State-owned National Gas Company (NGC) has about 20 per cent less gas to supply its customers than is currently required.
This was revealed by the company's consultant and technical adviser Frank Look Kin during a two-hour meeting yesterday with the Joint Select Committee of Parliament on State Enterprises at J Hamilton-Maurice Room, Tower D, International Waterfront Centre, Port-of-Spain. The meeting was chaired by Independent Senator David Small.
Look Kin was responding to a question about challenges facing the company from JSC member and Minister of Social Development and Family Services, Cherrie-Ann Crichlow-Cockburn.
He said NGC's current gas production is "probably about 20 per cent less than the volumes required to service our customers." The situation started in 2008/2009 due to a combination of factors, he said, including "no new investment, platform coming down for special maintenance and gas production was falling"
From 2011 the gas supply "was not sufficient to meet even the reduced gas demand that we had in the country" and the situation continues.

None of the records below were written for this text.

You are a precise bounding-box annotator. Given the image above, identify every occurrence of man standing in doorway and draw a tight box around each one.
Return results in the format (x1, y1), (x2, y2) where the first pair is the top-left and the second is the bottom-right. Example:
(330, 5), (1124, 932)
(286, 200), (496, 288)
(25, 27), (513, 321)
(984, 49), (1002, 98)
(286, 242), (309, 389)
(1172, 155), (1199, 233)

"It is about in 2017/18 that we will probably see significant impact of new capital investment to raise the production levels back up to be able to minimise the shortage of gas that exist in the country today," he said.
Look Kin said when British Petroleum's Trinidad Regional On-shore Compression Project (TROC) and another project come on stream there will be about 590 million cubic feet of gas. That will slow the rate of decline and result in a higher level of gas availability. However, he underscored the need for "more capital investment in T&T to be able to generate more gas."
Another option being considered is importation of gas from Venezuela, Look Kin added, but that is "a more medium to long-term prospect."
Small expressed concern about the payment of dividends by the company over the past few years. He said in 2014 NGC's profit was $3.1 billion and it paid $3.8 billion in dividends and in 2015 the profit was $605 million and paid $6.8 billion in dividends–a clear indication of dividends being paid out of retail earnings, which is not the best financial practice, he said.
The senator said he wanted to know the factors that caused NGC "in the past three years, to put out nearly $14 billion in dividends when that is more than double the amount of profits."
NGC acting vice president for Finance Narinejit Pariag said the company has a dividend policy "which allows us to pay up to 99 per cent of out profit available to (for) distribution based on special request from the shareholder." He said a special request can be made annually and the company "has paid dividends in excess of reported profit on an annual basis over the last couple years."
Pariag said at the end of last year NGC's gearing ratio was around 11 per cent and dividend payments were made without putting the company into jeopardy. In response to another question, Pariag said at the end of 2015 NGC was owed $1.7 billion. Acting president Maria Thorne said the company's new strategic plan for 2016 to 2020 is almost complete and there is likely to be restructuring of management.
She said the appointment of a permanent president is before the board and should be determined in due course.